KI: I don't watch eco-movies much. I remember one in which the family set up an experiment on how to live without oil. I also read little books, although the Green Driver inspired me on the initial path. I am constantly in the information field in general: articles, exchange of information with colleagues, posts. Preparing for lectures and speeches requires you to study a lot of information. I don’t go to eco-events anymore if I don’t perform there.
I have support inside. I clearly understand why I'm doing this, I just like it and I don't need any external factors. I didn’t even care when at first there was no support from my husband and parents. I am a leader, the main thing for me is to believe in my own business.
Of course, not everyone is like me, and someone gives up because relatives do not support or they feel negative from friends and acquaintances. The main reason for abandoning an eco-friendly lifestyle is burnout. You need to learn to help yourself: go for sports, walks, attend events, go out of town to switch and restore the resources.
СС: What primarily motivates you to be green?
KI: Real environmentalists are eco-egoists, they do everything for themselves. Our planet does not need to be saved, it lived billions of years before us and will live after us. If the supply of fresh water or clean air runs out, then we will disappear as a species, and the planet will remain, turn into a kind of Mars, where other species will appear instead of us.
For me, the main thing is the moment of awareness, I understand that my actions can lead to negative consequences, but I am in control of the situation and I can fix it. My husband and I change houses every two years, every time we review our belongings and give away extra “junk”. This encourages not to buy too much, to leave only what will fit in one car when moving. I like this independence from things, because all you need is yourself. Things cannot be taken with you "to the other world", so there is no need to surround yourself with them.

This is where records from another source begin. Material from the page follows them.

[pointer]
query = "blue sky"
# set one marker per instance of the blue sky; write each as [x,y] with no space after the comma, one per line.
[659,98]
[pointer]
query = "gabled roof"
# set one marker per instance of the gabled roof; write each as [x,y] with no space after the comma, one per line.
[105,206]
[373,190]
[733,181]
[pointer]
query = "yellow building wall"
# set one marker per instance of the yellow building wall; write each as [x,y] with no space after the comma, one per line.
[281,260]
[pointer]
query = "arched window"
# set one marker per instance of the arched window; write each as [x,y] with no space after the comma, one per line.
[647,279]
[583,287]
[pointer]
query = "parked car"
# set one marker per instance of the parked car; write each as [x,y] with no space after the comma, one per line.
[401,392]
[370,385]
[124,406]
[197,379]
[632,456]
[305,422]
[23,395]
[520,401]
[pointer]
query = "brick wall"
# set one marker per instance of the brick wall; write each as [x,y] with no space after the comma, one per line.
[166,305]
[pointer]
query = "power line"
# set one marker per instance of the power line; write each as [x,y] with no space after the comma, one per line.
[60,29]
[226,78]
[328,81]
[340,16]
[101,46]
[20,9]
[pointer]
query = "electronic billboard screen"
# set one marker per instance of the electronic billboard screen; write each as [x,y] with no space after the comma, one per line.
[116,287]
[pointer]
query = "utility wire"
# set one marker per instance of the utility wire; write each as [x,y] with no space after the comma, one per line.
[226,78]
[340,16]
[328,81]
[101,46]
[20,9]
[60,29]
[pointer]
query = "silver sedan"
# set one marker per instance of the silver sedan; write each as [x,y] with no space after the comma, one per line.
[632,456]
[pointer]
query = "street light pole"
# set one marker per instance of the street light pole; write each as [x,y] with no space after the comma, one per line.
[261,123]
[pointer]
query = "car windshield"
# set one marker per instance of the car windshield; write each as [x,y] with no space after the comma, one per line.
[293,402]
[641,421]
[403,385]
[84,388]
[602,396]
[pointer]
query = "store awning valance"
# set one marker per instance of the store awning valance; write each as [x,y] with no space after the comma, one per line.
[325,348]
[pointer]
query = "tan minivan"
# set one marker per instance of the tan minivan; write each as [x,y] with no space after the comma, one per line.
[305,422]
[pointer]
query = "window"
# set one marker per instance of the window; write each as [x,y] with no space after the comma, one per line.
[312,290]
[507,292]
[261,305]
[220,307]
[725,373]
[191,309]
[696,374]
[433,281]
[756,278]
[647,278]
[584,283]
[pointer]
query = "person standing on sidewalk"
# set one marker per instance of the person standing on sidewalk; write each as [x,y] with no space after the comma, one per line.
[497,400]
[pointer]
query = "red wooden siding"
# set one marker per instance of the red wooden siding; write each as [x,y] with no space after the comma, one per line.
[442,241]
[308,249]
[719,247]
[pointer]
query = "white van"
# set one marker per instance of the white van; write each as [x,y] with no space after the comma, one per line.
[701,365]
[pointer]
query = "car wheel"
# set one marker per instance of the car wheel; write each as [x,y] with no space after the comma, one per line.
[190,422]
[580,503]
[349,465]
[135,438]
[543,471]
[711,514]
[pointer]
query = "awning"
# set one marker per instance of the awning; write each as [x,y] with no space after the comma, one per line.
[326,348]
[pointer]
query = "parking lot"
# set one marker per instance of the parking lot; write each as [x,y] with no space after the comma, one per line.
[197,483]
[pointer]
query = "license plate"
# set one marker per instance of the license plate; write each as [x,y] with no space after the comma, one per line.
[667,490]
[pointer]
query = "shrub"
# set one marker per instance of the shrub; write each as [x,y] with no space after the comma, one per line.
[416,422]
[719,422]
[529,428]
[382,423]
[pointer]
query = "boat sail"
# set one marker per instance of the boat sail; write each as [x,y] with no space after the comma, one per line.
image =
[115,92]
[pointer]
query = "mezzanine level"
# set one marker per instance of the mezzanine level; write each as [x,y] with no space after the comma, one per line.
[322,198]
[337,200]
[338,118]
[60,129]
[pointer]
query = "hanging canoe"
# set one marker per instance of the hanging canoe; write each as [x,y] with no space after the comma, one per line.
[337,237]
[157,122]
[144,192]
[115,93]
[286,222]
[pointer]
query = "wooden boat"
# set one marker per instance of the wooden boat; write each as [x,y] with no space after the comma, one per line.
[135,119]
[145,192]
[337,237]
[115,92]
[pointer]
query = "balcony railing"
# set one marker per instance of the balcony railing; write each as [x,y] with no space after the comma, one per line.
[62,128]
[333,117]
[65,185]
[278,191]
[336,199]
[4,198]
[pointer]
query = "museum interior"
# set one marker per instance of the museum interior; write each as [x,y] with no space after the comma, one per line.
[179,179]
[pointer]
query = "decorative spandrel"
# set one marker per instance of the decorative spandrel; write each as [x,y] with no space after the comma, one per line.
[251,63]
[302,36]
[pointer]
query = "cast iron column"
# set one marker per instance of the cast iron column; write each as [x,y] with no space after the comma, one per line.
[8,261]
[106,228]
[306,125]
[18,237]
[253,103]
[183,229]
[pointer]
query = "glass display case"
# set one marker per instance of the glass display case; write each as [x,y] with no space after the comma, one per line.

Another motivation is to save money, I prefer to spend on travel and education. My husband and I often learn new things and we travel a lot. Our acquaintances are surprised, because we have a regular average salary, and in my social circles I receive a small salary, but we manage to go on vacation three times a year, simply because we do not buy anything extra.
CC: How did you get into Trash.No.More, and how did your path in the organization develop?
KI: When I participated in actions, I communicated with people a lot. I wanted to share information and conduct lectures and classes. I have loved performing since my school days. Then I found out about "Trash. No. More": they recruited people who were ready to conduct lessons and perform. I attended one of the lessons, and then we had a joint lecture with a colleague and got some experience and feedback. I went into the specialization course of “performances for adults”, later I began to independently organize events and coordinate the Ecospeaker project. Since 2018, I have been actively applying for grants. I have structural thinking, I like to sort things out, so writing grants was quite simple and understandable for me. I have won several awards in a row. The former leader began to retire and offered me to take the post of president of the organization. I took over in 2019. I managed to go from volunteer to manager in 3 years. There were no restrictions in this area, the initiative was not punishable, but, on the contrary, led to something good.
СС: How do the activities of the organizations “Trash.No.More” and “Razdelniy sbor” combine with each other?
KI: It used to be one organization. Initially, "Trash.No.More" was engaged in cleaning the territories, the guys held many actions, about 500 cleanings per year. Then we began to do promotions of "Separate Collection", and at some point this team decided to go separate. It's normal when a project grows and becomes independent. Now it is more interesting for us at Trash.No.More to work not with the consequences, but with the causes. Therefore, we have focused on education and today we are conducting lessons, quests and quizzes for children, and lectures, webinars, quizzes and online courses for adults.